Regular Expressions As Applied In Programming

kwereutosu

Kwerenachi Utosu

Posted on March 30, 2021

Regular Expressions As Applied In Programming

Regular Expressions as also know as Regex, work on the principle of providing characters that must be matched. Regular Expression is usually used especially when trying to work on a large number of data.

Working on that much data, we're not expected to make updates or alter the data one after the other because it would take up too much of our time, so we use Regex to group them together and make our update.

What is a Regular Expression?

A regular expression is a sequence of characters that specifies a search pattern. Regular expressions are also known as patterns used to match character combinations in strings. Usually, such patterns are used by string-searching algorithms for find or find and replace operations on strings, or for input validation.

Alt Text

For Example, a simple Expression like [a-zA-Z] would match all the alphabets. Every word containing simple plain alphabets without any tone marks would fall into that category, words like code, table, Markdown, and many more.

Some Major Uses Of Regex In Programming
Regular Expressions as stated earlier are very useful to programmers for a variety of tasks.

  • For implementing find and replace function that identifies group or sequence of characters and replaces them with something else as specified by the expression.

  • For search operations, for example, being able to identify a single string in a whole document.

  • For Input Validation, for example, passwords, email addresses, and other input types that may require a special character.

Metacharacters In Regular Expressions

Before we dive into writing some Regex and explaining the various patterns, we must first understand the metacharacters involved in creating this expression.

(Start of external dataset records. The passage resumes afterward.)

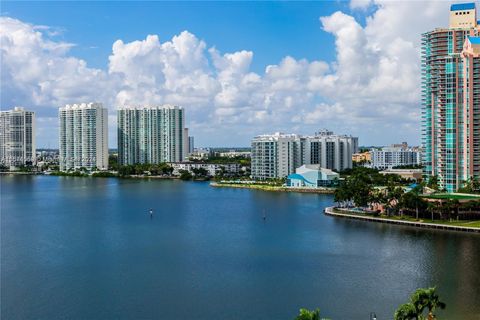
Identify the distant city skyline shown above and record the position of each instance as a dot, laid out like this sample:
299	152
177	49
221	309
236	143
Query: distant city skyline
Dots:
238	69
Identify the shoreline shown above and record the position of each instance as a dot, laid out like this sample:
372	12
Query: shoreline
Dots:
270	188
330	211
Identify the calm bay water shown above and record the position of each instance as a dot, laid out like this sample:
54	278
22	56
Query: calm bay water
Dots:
81	248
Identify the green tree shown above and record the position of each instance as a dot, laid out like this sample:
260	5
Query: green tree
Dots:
432	302
306	314
421	299
406	311
433	183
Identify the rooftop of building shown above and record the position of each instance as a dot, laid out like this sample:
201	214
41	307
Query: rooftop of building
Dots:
474	40
462	6
77	106
150	107
318	168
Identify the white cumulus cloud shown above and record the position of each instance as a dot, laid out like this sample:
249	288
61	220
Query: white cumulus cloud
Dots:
372	86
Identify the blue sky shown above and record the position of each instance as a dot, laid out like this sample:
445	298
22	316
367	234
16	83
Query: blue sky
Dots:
271	29
240	69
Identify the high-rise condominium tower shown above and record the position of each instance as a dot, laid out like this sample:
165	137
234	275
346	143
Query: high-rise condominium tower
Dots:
151	134
17	137
83	136
450	99
278	155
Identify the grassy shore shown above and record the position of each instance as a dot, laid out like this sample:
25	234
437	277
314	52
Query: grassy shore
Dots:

A metacharacter is a character that has a special meaning to a computer program, such as a shell interpreter or a regular expression (regex) engine.

       [  ]  -  +  *  ?  ^  $  (  )  {  }  |  .  \
Enter fullscreen mode Exit fullscreen mode

Each of these metacharacters above has a completely different meaning when interpreted in a Regex enabled environment.

Square Bracket [ ]
This is used to group like data together and create a range. For example [0-9] simple means every digit from 0 to 9.

Hyphen -
This simple represents to,i.e a range or an interval.

Plus Sign +
This matches One or more of the preceding character or group of characters.

For example, a simple expression like /ab+c/ simply means that words gotten from this expression must start with an a, have one or as many bs as possible, and must always end with a c. Some accepted outputs are abc, abbc, abbbc, and many more.

Asterisk *
This matches Zero or more of the preceding character or group of characters.

For example, a simple expression like /ab*c/ simply means that words gotten from this expression must start with an a, have zero or as many bs as possible, and must always end with a c. Some accepted outputs are ac, abbc, abbbc, and many more.

Question Mark ?
This matches Zero or one of the preceding character or group of characters.

For example, a simple expression like /ab?c/ simply means that words gotten from this expression must start with an a, have zero or one b, and must always end with a c. There are only 2 accepted outputs ac and abc.

Caret ^
The caret serves two different purposes. It is a special character that denotes “the beginning of a line” and it is a “not” operator inside of []s.
Take a look at these three examples,

  1. /([^aeiou])/
  2. /^([aeiou])/
  3. /^([^aeiou])/

The first example simply matches any character that is not a vowel.
The second one matches a vowel at the start of a line.
And the third one matches any character that is not a vowel, at the start of a line.

Dollar Sign $
This matches the end of a line. For example, /$([aeiou])/ matches a vowel at the end of the line.

Parentheses ()
Parentheses in a regular expression usually indicate a ‘capture group’, or a subset of the string to be stored for later reference.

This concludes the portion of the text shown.